Revision history for this message
Bogdan Dobrelya (bogdando) wrote : Re: [shaker] test failing due to multiple "Timed out waiting for reply to ID" events logged by Oslo.messaging after rabbitmq recovered from partitioning and kept running with some connections got blocked because virt memory got exhausted by publishers

Deeper investigation had shown this is the classic deadlock: the rabbit node have no free
resources left and the cluster blocks *all* publishing, by design. The
app thinks "let's wait for the publish block have lifted" and cannot
recover, hence keeps running continuously reporting "timed out waiting
for reply" things and keeping blocked connections open for ever.

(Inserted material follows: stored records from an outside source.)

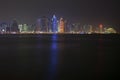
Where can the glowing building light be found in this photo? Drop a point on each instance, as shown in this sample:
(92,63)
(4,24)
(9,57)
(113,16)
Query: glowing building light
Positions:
(101,28)
(54,24)
(61,25)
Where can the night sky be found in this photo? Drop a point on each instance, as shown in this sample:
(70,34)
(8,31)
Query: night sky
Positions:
(84,11)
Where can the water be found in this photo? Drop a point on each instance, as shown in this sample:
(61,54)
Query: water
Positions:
(59,57)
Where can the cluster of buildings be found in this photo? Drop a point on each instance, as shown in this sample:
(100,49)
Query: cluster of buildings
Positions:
(54,25)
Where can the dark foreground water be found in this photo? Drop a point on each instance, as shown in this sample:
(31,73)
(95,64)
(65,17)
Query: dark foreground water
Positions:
(59,57)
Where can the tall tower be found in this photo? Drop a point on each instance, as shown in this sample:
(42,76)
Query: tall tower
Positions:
(44,24)
(54,24)
(101,28)
(61,25)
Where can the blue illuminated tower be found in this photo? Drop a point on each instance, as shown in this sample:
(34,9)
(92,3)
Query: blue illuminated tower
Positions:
(54,24)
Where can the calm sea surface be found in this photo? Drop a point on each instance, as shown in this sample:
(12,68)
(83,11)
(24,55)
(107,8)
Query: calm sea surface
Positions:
(59,57)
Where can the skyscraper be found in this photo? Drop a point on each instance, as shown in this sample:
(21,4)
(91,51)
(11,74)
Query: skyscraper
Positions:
(44,24)
(14,26)
(54,24)
(61,25)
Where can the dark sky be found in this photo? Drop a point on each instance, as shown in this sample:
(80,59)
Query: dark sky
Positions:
(86,11)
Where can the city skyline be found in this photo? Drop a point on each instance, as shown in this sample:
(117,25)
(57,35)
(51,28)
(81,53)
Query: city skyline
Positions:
(84,11)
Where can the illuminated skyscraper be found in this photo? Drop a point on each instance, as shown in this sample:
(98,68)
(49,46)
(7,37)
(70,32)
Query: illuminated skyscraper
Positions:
(44,24)
(38,25)
(61,25)
(101,28)
(14,26)
(54,24)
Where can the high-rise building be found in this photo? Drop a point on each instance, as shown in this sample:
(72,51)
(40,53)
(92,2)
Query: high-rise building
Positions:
(44,24)
(38,25)
(14,26)
(101,28)
(54,24)
(61,25)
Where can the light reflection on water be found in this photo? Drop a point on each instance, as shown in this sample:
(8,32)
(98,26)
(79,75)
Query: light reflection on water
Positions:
(34,58)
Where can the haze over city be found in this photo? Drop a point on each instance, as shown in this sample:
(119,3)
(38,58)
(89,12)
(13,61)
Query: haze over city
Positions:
(83,11)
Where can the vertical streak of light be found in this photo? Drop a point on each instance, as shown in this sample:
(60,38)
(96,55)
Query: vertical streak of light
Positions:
(53,58)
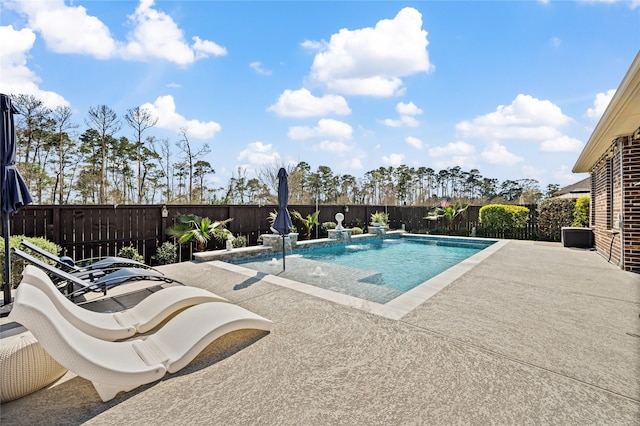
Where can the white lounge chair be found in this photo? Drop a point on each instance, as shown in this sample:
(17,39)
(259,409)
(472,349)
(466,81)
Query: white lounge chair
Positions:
(141,318)
(96,281)
(113,367)
(68,264)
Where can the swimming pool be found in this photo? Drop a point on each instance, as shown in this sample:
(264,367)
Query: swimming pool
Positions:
(376,270)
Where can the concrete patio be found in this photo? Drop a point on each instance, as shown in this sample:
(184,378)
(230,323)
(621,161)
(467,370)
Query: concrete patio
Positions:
(535,334)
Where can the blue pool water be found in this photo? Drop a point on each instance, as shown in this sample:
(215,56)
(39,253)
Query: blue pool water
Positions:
(378,270)
(401,263)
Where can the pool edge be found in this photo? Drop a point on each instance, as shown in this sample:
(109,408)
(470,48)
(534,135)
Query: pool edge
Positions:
(396,308)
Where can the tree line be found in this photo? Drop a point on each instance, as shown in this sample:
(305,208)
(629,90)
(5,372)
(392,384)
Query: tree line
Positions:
(63,166)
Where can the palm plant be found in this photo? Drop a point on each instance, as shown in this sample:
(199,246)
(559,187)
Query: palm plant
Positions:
(381,218)
(307,222)
(447,211)
(191,227)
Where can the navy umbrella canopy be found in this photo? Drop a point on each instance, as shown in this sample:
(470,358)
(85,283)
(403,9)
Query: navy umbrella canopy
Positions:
(283,223)
(15,194)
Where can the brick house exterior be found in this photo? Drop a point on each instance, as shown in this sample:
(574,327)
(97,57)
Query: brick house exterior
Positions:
(612,158)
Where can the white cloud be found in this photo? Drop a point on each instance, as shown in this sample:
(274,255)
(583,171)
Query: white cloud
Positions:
(204,48)
(526,118)
(600,104)
(164,108)
(371,61)
(404,120)
(454,154)
(335,147)
(531,172)
(561,144)
(394,160)
(452,149)
(326,128)
(17,78)
(414,142)
(408,109)
(257,67)
(632,4)
(69,29)
(301,103)
(258,153)
(497,154)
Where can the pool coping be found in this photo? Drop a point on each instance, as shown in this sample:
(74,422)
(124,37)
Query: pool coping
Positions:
(396,308)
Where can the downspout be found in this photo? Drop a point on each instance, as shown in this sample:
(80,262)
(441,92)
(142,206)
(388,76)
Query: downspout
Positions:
(621,214)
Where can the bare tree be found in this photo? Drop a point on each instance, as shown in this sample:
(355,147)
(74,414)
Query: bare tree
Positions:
(165,165)
(32,122)
(62,119)
(106,123)
(190,156)
(140,120)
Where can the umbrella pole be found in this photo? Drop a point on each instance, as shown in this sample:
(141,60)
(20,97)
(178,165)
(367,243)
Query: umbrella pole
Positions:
(283,261)
(7,260)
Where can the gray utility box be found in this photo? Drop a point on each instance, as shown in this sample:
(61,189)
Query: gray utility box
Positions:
(577,237)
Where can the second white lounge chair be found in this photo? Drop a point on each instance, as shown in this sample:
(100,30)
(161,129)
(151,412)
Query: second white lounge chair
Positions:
(143,317)
(113,367)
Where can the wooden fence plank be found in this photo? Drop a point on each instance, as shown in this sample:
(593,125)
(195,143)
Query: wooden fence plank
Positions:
(86,231)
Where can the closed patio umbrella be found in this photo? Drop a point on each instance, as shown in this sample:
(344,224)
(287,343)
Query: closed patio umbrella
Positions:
(283,223)
(15,194)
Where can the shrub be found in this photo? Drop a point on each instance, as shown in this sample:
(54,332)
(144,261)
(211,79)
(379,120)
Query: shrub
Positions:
(553,214)
(380,217)
(581,212)
(239,241)
(17,265)
(326,226)
(166,254)
(503,219)
(130,253)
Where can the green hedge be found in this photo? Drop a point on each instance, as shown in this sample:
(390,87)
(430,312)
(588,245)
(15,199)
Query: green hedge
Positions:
(503,218)
(553,214)
(17,265)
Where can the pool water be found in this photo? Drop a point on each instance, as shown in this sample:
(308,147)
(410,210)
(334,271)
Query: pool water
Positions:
(377,270)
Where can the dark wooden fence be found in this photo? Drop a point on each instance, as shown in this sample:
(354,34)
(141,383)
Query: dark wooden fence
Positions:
(88,230)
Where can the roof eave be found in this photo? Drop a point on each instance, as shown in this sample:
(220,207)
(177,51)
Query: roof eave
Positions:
(621,118)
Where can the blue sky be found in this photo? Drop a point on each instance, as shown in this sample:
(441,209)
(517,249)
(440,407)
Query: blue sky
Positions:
(511,88)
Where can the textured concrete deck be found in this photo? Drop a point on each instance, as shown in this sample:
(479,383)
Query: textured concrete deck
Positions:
(535,334)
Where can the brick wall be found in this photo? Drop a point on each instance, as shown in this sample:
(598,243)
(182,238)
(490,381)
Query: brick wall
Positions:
(631,206)
(612,193)
(603,211)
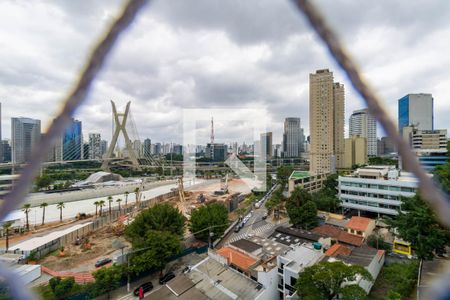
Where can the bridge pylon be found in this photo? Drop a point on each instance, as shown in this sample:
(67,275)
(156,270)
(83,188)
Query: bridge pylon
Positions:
(120,126)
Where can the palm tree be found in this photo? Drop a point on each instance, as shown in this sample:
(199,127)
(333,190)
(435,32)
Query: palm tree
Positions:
(126,197)
(60,206)
(96,203)
(101,203)
(26,209)
(118,201)
(43,206)
(109,203)
(136,191)
(6,226)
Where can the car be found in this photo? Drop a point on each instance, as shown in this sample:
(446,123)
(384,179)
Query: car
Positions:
(102,262)
(146,286)
(166,278)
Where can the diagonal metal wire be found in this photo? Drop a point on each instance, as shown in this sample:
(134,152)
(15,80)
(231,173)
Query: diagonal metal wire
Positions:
(429,192)
(75,98)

As we discussed with Roman Podolyaka today:
- we *can* apply the w/a for the AMQP cluster monitoring control plane
(OCF). Which is about to "monitor and restart, if something looks really
bad"
- we *cannot* apply w/a or fix for the app layer as it is not clear what
Oslo should do when the rabbit cluster have blocked all publishing
because some node(s) got exhausted memory resources. Roman thinks that
the app should just wait for unblock, as it is now, and I almost agree
- we also *cannot* be sure why exactly the rabbit node's memory high
watermark exceeds: either due to some app side issues or due to the
rabbit side memory leak. Good news, this is *not* important, if we gonna
apply only w/a to the control plane. Which is to monitor additionally if
'rabbitmqctl list_queues' hangs and restart rabbit node the same way as
we do now for the cases when rabbitmqctl list_channels hangs.